Discours sur l’Histoire universelle/I/12


XII. Epoque.

Charlemagne, ou l'établissement du nouvel Empire.


Enfin l’an 800 de nostre seigneur, ce grand protecteur de Rome et de l’Italie, ou pour mieux dire de toute l’eglise et de toute la chrestienté, éleû empereur par les romains sans qu’il y pensast, et couronné par le pape Leon Iii qui avoit porté le peuple romain à ce choix, devint le fondateur du nouvel empire et de la grandeur temporelle du saint siége.

Voila, Monseigneur, les douze epoques que j’ay suivies dans cét abregé. J’ay attaché à chacune d’elles les faits principaux qui en dépendent. Vous pouvez maintenant, sans beaucoup de peine, disposer, selon l’ordre des temps, les grands évenemens de l’histoire ancienne, et les ranger pour ainsi dire chacun sous son etendart.

Je n’ay pas oublié dans cét abregé cette célebre distinction que font les chronologistes de la durée du monde en sept âges. Le commencement de chaque âge nous sert d’epoque : si j’y en mesle quelques autres, c’est afin que les choses soient plus distinctes, et que l’ordre des temps se développe devant vous avec moins de confusion.

Quand je vous parle de l’ordre des temps, je ne prétends pas, monseigneur, que vous vous chargiez scrupuleusement de toutes les dates ; encore moins que vous entriez dans toutes les disputes des chronologistes, où le plus souvent il ne s’agit que de peu d’années. La chronologie contentieuse qui s’arreste scrupuleusement à ces minuties a son usage sans doute ; mais elle n’est pas vostre objet, et sert peu à éclairer l’esprit d’un grand prince. Je n’ay point voulu rafiner sur cette discussion des temps ; et parmi les calculs déja faits, j’ay suivi celuy qui m’a paru le plus vray-semblable, sans m’engager à le garantir.

Que dans la supputation qu’on fait des années depuis le temps de la création jusqu’à Abraham il faille suivre les septante qui font le monde plus vieux, ou l’hebreu qui le fait plus jeune de plusieurs siécles : encore que l’autorité de l’original hebreu semble devoir l’emporter, c’est une chose si indifferente en elle-mesme, que l’eglise qui a suivi avec saint Jerosme la supputation de l’hebreu dans nostre vulgate, à laissé celle des septante dans son martyrologe.

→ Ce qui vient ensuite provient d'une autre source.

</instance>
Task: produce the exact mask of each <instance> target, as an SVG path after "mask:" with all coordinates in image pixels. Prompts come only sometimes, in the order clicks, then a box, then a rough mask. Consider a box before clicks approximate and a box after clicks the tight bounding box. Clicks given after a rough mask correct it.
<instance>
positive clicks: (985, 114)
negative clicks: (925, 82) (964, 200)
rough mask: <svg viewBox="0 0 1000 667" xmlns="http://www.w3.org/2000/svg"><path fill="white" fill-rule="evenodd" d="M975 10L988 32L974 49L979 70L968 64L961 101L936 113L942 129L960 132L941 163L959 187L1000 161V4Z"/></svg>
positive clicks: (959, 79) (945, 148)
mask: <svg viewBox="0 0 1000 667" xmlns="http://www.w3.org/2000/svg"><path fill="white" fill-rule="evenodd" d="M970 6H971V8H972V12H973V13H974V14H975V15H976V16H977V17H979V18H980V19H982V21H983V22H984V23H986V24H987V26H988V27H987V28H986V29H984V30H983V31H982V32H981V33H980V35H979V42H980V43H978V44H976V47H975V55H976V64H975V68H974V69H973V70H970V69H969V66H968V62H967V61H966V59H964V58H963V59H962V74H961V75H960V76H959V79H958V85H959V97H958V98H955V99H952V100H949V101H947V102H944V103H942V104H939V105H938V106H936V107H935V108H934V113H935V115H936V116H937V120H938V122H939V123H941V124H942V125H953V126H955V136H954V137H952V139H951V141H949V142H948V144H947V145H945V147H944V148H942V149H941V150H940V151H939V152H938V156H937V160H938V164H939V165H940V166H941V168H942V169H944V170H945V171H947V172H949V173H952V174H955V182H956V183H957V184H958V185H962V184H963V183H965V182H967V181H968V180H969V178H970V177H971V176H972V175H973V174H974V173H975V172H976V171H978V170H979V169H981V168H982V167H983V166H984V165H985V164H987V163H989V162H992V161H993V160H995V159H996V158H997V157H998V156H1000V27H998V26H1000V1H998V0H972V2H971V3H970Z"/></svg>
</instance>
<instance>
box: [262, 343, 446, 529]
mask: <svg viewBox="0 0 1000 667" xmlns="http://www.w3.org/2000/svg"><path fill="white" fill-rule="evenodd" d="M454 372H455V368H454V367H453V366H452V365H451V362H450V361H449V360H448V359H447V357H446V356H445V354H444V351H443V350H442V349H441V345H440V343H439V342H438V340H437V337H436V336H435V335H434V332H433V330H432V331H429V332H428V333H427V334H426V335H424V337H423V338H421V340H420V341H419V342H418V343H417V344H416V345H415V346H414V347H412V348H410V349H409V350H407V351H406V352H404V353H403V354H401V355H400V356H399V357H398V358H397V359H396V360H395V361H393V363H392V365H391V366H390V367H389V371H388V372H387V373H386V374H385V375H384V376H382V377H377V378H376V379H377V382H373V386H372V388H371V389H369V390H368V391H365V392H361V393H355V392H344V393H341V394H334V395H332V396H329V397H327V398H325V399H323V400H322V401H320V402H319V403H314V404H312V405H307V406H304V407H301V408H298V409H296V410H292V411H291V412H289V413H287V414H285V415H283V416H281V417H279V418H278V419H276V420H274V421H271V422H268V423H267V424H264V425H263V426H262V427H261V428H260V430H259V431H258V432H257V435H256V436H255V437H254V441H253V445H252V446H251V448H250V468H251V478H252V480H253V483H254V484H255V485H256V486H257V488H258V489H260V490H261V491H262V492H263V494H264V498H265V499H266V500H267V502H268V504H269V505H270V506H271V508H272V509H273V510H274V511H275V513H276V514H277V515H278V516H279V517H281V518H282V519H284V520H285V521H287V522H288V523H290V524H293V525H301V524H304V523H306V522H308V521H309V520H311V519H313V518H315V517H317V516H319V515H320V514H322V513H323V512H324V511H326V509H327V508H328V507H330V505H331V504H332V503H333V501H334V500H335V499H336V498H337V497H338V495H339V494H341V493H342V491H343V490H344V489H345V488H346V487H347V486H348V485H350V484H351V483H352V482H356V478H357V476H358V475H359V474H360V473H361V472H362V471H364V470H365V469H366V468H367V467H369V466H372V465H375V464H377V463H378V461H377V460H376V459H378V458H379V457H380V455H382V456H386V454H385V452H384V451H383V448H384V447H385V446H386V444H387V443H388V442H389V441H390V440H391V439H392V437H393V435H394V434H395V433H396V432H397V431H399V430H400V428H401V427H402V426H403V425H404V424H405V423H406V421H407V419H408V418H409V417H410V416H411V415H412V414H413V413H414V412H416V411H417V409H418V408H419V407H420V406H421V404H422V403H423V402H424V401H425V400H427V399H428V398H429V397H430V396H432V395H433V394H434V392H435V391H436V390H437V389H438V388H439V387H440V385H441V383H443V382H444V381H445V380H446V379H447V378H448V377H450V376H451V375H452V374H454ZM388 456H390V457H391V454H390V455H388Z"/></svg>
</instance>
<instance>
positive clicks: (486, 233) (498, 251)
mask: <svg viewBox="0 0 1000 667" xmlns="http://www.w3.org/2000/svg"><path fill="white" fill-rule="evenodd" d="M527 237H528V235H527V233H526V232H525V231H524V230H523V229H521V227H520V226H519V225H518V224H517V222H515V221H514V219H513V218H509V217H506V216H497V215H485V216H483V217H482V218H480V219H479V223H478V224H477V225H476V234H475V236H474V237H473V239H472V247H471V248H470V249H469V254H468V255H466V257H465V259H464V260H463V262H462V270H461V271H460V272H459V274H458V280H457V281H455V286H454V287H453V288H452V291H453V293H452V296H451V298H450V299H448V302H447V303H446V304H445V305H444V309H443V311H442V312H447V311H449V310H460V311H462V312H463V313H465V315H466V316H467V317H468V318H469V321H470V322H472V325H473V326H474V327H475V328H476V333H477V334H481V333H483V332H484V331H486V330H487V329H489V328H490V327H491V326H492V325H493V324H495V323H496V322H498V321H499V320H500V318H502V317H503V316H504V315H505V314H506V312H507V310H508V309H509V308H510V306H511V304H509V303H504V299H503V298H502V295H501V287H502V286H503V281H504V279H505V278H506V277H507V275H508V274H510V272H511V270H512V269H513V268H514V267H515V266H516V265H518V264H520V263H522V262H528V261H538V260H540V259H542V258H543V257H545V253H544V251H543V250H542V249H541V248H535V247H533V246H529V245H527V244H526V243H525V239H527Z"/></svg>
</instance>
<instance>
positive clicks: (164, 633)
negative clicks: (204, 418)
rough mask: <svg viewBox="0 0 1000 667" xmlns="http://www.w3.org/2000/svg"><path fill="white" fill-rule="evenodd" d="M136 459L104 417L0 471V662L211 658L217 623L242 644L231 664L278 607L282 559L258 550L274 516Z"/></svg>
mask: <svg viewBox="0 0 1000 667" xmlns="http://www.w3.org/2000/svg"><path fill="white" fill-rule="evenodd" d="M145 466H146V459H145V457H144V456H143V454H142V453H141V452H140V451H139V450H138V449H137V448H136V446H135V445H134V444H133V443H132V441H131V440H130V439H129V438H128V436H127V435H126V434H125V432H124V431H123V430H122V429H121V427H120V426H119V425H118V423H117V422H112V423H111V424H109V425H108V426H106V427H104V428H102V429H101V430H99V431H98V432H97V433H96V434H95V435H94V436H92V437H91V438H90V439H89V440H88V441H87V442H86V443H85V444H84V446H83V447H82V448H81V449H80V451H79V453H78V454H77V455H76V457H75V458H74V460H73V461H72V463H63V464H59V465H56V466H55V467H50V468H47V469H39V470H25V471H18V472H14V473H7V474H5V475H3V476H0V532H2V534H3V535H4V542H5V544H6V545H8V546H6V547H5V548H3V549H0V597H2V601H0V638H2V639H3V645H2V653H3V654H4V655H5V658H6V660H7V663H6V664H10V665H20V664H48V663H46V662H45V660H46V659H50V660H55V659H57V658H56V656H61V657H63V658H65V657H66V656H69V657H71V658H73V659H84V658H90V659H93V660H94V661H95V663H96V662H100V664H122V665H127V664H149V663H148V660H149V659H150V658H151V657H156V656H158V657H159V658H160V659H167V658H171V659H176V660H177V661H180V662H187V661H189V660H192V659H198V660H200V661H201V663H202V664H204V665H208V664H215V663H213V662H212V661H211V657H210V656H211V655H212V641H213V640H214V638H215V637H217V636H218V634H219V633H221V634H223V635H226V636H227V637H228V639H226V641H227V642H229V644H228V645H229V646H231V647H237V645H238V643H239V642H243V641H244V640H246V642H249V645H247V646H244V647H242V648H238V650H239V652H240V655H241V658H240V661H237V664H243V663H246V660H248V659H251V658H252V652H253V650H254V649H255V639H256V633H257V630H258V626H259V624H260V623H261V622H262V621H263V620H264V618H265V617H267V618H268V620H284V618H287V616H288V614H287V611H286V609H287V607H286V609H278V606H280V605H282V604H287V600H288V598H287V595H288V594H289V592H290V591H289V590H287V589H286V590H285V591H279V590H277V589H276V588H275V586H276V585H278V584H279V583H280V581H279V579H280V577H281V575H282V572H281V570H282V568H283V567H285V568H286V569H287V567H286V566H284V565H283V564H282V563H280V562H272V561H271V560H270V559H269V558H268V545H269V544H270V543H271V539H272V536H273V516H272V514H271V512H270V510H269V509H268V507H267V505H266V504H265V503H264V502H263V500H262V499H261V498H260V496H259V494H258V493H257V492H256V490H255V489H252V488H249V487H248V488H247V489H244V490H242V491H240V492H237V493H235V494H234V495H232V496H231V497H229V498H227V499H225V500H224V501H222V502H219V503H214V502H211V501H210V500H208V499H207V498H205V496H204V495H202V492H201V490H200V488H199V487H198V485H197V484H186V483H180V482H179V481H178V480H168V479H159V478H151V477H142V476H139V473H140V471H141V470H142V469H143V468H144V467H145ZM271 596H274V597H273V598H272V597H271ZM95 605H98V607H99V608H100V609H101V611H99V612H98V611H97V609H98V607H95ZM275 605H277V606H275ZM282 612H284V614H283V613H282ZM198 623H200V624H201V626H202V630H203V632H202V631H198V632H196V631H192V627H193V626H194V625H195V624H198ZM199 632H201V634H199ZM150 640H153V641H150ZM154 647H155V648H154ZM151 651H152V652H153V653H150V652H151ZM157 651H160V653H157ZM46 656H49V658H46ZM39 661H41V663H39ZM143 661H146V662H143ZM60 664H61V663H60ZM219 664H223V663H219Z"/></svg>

En effet, qu’importe à l’histoire de diminuer, ou de multiplier des siecles vuides, où aussi-bien l’on n’a rien à raconter ? N’est-ce pas assez que les temps où les dates sont importantes ayent des caracteres fixes, et que la distribution en soit appuyée sur des fondemens certains ? Et quand mesme dans ces temps il y auroit de la dispute pour quelques années, ce ne seroit presque jamais un embarras. Par exemple, qu’il faille mettre de quelques années plûtost ou plus tard, ou la fondation de Rome, ou la naissance de Jesus-Christ : vous avez pû reconnoistre que cette diversité ne fait rien à la suite des histoires, ni à l’accomplissement des conseils de Dieu. Vous devez éviter les anachronismes qui brouïllent l’ordre des affaires, et laisser disputer des autres entre les sçavans. Je ne veux non plus charger vostre memoire du compte des olympiades, quoy-que les grecs qui s’en servent les rendent necessaires à fixer les temps. Il faut sçavoir ce que c’est, afin d’y avoir recours dans le besoin : mais au reste, il suffira de vous attacher aux dates que je vous propose comme les plus simples et les plus suivies, qui sont celles du monde jusqu’à Rome, celles de Rome jusqu’à Jesus-Christ, et celles de Jesus-Christ dans toute la suite. Mais le vray dessein de cét abregé n’est pas de vous expliquer l’ordre des temps, quoy-qu’il soit absolument necessaire pour lier toutes les histoires, et en montrer le rapport. Je vous ay dit, monseigneur, que mon principal objet est de vous faire considerer dans l’ordre des temps la suite du peuple de Dieu et celle des grands empires.

Ces deux choses roulent ensemble dans ce grand mouvement des siécles où elles ont pour ainsi dire un mesme cours : mais il est besoin, pour les bien entendre, de les détacher quelquefois l’une de l’autre, et de considerer tout ce qui convient à chacune d’elles.